Tal era el documento que leí. Lo he guardado en la caja de lata junto con el bajorrelieve de arcilla y los papeles del profesor Angell. Incluiré este relato, esta prueba de mi propia cordura donde se ha unido lo que espero nunca volverá a unirse. He contemplado todo lo que en el universo puede haber de horroroso, y aun los cielos de la primavera y las flores del verano me parecerán desde ahora impregnados de veneno. Pero no creo que viva mucho. Como desaparecieron mi tío y el pobre Johansen, así desapareceré yo. Conozco demasiado, y el culto todavía existe.

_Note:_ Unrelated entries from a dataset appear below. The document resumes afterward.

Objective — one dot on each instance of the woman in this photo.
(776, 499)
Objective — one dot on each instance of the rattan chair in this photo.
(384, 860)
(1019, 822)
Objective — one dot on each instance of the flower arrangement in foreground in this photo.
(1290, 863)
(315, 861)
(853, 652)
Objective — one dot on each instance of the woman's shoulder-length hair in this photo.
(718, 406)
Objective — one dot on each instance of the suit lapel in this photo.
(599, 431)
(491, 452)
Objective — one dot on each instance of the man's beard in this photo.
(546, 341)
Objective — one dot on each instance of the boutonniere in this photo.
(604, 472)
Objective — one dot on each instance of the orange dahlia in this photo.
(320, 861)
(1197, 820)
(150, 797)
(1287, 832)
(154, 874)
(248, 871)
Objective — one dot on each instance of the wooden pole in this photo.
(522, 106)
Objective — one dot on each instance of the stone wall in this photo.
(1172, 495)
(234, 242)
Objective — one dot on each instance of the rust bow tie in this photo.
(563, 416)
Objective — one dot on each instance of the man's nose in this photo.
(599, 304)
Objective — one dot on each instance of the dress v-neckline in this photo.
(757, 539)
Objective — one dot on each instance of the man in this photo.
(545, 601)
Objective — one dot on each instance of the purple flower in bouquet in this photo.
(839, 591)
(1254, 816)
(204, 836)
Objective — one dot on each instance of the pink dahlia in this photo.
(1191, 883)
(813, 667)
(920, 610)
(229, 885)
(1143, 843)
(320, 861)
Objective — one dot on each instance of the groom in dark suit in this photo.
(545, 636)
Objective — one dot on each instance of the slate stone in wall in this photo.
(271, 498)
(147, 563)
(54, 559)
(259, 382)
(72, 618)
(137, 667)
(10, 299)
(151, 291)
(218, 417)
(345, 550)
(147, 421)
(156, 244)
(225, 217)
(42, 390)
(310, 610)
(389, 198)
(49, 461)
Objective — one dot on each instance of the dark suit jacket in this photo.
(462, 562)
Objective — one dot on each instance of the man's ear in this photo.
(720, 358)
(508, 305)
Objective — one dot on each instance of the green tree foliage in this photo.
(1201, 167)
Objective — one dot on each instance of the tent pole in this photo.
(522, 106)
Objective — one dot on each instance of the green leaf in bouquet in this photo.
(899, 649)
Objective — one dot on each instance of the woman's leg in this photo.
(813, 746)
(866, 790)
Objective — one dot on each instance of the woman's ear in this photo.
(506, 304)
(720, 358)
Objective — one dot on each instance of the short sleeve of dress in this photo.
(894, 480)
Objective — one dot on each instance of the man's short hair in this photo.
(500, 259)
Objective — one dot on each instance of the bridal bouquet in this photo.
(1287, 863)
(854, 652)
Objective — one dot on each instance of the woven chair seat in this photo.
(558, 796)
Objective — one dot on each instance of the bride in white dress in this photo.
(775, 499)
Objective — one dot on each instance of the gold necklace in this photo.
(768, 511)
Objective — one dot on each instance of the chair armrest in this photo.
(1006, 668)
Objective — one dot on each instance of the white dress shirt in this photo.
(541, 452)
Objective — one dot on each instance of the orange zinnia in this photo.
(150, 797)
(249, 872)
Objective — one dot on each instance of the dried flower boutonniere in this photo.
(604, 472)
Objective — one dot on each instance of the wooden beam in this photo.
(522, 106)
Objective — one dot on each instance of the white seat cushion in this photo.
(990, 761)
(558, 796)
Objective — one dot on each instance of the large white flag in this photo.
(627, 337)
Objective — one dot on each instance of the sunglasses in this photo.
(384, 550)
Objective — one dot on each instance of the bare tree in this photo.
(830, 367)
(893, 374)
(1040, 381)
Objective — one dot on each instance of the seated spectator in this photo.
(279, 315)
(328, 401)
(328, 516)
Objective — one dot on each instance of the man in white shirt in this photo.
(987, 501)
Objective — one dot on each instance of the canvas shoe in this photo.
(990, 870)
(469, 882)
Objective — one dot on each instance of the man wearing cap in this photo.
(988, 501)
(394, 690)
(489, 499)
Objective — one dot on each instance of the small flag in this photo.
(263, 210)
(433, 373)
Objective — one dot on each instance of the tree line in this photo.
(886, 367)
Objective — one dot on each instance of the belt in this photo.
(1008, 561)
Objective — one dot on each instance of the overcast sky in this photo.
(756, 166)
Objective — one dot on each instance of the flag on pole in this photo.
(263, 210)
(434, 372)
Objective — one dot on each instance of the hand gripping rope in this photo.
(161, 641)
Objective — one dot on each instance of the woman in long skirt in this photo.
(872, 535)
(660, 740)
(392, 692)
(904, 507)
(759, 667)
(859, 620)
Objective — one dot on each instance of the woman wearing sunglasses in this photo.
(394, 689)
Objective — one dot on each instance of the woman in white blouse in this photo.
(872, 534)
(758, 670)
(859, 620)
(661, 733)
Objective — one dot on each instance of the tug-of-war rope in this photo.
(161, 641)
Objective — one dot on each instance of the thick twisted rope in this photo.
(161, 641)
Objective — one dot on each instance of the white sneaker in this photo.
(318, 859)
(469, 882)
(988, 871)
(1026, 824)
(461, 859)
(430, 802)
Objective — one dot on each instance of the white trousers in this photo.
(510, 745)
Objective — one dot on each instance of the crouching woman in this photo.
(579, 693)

Cthulhu existe también, supongo, en ese refugio de piedra que le sirve de abrigo desde que el Sol era joven. Su ciudad maldita se ha hundido otra vez, pues el
Vigilant
navegó por aquel lugar después de la tormenta de abril; pero sus ministros en la Tierra bailan aún, y cantan y matan en lugares aislados, alrededor de monolitos de piedra coronados de imágenes. Cthulhu tuvo que haber sido atrapado por los abismos submarinos pues si no el mundo gritaría ahora de horror. ¿Quién conoce el fin? Lo que ha surgido ahora puede hundirse y lo que se ha hundido puede surgir. La abominación espera y sueña en las profundidades del mar, y sobre las vacilantes ciudades de los hombres flota la destrucción. Llegará un día… ¡pero no debo ni puedo pensarlo! Ruego que, si no sobrevivo a este manuscrito, mis albaceas cuiden de que la prudencia sea mayor que la audacia e impidan que caiga bajo otros ojos.